Operative Management of Intra-articular Radius Fractures
In adults without severe comorbidities, intra-articular radius fractures require operative fixation when post-reduction imaging demonstrates radial shortening >3 mm, dorsal tilt >10°, or intra-articular step-off >2 mm. 1
Surgical Indications Based on Radiographic Parameters
The decision to operate hinges on specific measurable thresholds after initial reduction attempt:
- Articular step-off >2 mm is an absolute indication for surgery, as residual incongruity >2 mm leads to post-traumatic arthritis in 91% of cases versus only 11% when anatomic reduction is achieved 2
- Radial shortening >3 mm requires operative correction to prevent loss of grip strength and degenerative changes 1, 3
- Dorsal tilt >10° necessitates surgical intervention to restore proper wrist biomechanics 1, 3
- Coronally oriented fracture lines, die-punch depression, or >3 articular fragments are common operative indications 4
Age and Activity Considerations
Active patients <65 years should undergo surgical fixation when meeting the above radiographic criteria. 1 The evidence strongly supports this approach in younger, active individuals where restoration of anatomy directly correlates with functional outcomes 2, 5.

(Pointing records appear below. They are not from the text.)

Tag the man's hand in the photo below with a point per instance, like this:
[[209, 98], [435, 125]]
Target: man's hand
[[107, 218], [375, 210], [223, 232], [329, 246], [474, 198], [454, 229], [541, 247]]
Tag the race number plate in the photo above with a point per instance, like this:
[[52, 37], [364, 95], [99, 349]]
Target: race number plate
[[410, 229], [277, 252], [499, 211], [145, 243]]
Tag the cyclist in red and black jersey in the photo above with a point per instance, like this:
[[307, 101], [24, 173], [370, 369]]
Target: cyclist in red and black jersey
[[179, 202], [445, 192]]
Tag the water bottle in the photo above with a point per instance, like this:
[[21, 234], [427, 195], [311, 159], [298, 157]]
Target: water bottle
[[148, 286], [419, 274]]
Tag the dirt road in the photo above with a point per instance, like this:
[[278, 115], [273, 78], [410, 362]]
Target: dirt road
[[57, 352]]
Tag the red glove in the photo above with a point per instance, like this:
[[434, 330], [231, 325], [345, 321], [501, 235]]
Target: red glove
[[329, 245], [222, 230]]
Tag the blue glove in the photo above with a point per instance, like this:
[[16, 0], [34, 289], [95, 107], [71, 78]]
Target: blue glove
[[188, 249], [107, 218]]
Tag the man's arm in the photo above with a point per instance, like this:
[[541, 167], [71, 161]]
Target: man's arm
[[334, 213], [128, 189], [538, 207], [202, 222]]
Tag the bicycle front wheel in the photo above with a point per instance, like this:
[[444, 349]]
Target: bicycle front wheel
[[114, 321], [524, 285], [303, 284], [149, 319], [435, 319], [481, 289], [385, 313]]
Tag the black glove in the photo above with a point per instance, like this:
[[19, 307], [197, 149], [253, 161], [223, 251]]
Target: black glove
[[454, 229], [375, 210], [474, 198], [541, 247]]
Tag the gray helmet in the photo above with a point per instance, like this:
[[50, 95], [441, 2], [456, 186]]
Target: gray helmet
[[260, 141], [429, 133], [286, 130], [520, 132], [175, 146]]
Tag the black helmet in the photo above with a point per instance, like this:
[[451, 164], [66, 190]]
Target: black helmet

For patients ≥65 years, treatment decisions should prioritize functional demand over chronologic age, as surgical fixation does not improve long-term patient-reported outcomes in this population despite better radiographic alignment 1. However, the question specifies adults without severe comorbidities, which typically implies younger, active patients where surgery is indicated.
Recommended Surgical Technique
Volar locked plating through a single volar approach is the preferred method for most intra-articular fractures, as it provides superior short-term function at 3 months while achieving equivalent 1-year outcomes compared to other fixation methods 1, 6. This approach successfully manages the majority of intra-articular fractures regardless of initial displacement direction 6.
Alternative techniques (dorsal plating, external fixation, percutaneous pinning) show no long-term outcome differences but may be considered based on specific fracture patterns 1.
Critical Pitfall: Die-Punch Fragments
Die-punch fragments are reduced anatomically by closed means in only 49% of cases and account for residual incongruity in 75% of cases. 2 These depressed articular fragments frequently require open reduction to achieve the <2 mm step-off necessary to prevent arthritis 4, 2.
Surgical Goals and Outcomes
Operative fixation must achieve:
- Articular step-off ≤1-2 mm to minimize post-traumatic arthritis risk 1, 4
- Restoration of radial length to within normal parameters 1, 5
- Volar tilt 0° to +10° for proper biomechanics 1
When these parameters are achieved surgically, patients demonstrate 69% grip strength and 75% range of motion compared to the contralateral side, with combined functional outcomes averaging 76% 5. The degree of improvement in articular step-off, fragment gap, and radial shortening correlates strongly with improved outcomes, even after correcting for initial injury severity 5.
Evidence Strength
The recommendation for operative management is supported by strong guideline evidence 1 and corroborated by multiple retrospective studies demonstrating that accurate articular restoration is the most critical factor for successful outcomes 2, 5, 7. The 91% arthritis rate with residual incongruity versus 11% with anatomic reduction provides compelling evidence for aggressive surgical management in appropriate candidates 2.